Rhonda Witwer of Witwer Works LLC adds: “Fermentable resistant starch offers the strongest data of any of the individual dietary fibers.” She notes Denise Robertson, Ph.D., University of Surrey, has published numerous studies examining the glucose metabolism impact of resistant starch over the past decade. Witwer quotes Robertson’s writing: “Chronic resistant starch intake has been found to improve peripheral insulin sensitivity in both adipose tissue and skeletal muscle, to change gene regulation in pathways linked to fatty acid metabolism, to enhance first-phase insulin secretion, and to increase fat oxidation and reduce appetite.” You can read more here.

Some of the most recent research in this area appeared in an unpublished thesis and a conference abstract, which can be accessed through Witwer’s website

As of 2015, nine clinical studies have shown that RS2 resistant starch from high-amylose corn improved insulin sensitivity in healthy adults, in adults with pre-diabetes (i.e., people with high insulin levels) and in individuals with type 2 diabetes, says Witwer.

“The driver for these improvements is a cascade of biochemical changes caused by gut fermentation,” Witwer goes on to explain. Fiber fermentation changes the composition of the microbiota in the large intestine, and more importantly, changes the expression of hundreds of genes that actually improve insulin sensitivity and other aspects of metabolism.

The link between diabetes and an individual’s microbiota is so strong, some have even proposed it as a diagnostic tool. At the Endo 2015 meeting in San Diego this year, researchers from the University of Illinois at Chicago reported that a certain microbiota “is associated with stable, normal blood glucose levels, while a different profile is associated with glucose levels that indicate pre-diabetes.” Their research found bacteria from a specific genus, Akkermansia, was more abundant in the gut of men whose blood sugar levels had improved over the year of the study. See the UIC press release.

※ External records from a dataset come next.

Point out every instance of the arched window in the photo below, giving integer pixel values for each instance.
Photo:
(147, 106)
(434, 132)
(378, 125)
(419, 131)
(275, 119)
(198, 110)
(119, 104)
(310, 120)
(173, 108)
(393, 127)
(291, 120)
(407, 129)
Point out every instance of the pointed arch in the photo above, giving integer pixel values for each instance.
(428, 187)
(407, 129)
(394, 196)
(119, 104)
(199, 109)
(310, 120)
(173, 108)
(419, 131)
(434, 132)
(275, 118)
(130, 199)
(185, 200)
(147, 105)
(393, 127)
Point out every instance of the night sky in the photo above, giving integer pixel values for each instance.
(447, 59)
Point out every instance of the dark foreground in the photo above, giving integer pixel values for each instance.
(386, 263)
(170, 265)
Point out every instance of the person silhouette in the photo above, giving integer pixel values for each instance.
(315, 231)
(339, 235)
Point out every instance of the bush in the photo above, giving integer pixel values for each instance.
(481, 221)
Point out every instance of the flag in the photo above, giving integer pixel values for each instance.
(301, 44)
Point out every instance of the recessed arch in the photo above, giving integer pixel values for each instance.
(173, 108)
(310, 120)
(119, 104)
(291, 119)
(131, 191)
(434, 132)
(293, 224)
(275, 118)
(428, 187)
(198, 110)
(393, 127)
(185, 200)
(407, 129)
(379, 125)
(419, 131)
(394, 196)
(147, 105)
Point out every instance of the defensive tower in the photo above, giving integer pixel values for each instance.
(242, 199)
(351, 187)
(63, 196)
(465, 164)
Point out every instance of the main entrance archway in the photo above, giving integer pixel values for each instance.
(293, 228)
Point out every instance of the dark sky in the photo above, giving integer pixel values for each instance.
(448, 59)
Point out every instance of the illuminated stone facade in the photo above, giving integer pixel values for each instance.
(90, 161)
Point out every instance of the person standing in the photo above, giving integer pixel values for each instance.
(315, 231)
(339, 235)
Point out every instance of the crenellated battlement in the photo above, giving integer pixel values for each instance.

Although they note that one’s microbiota is greatly influenced not by environmental factors and genetics as well as diet, the study’s principal investigator, Dr. Elena Barengolts, commented that the study provides additional reasons for physicians to recommend foods, such as prebiotics. More research is needed, however, and she suggests that “the ‘signature’ of the gut microbiota … could be another useful tool in assessing a person’s risk for developing diabetes.”

With diabetes continuing to grow worldwide, a better understanding of how particular foods within a diet impact this disease will be highly beneficial.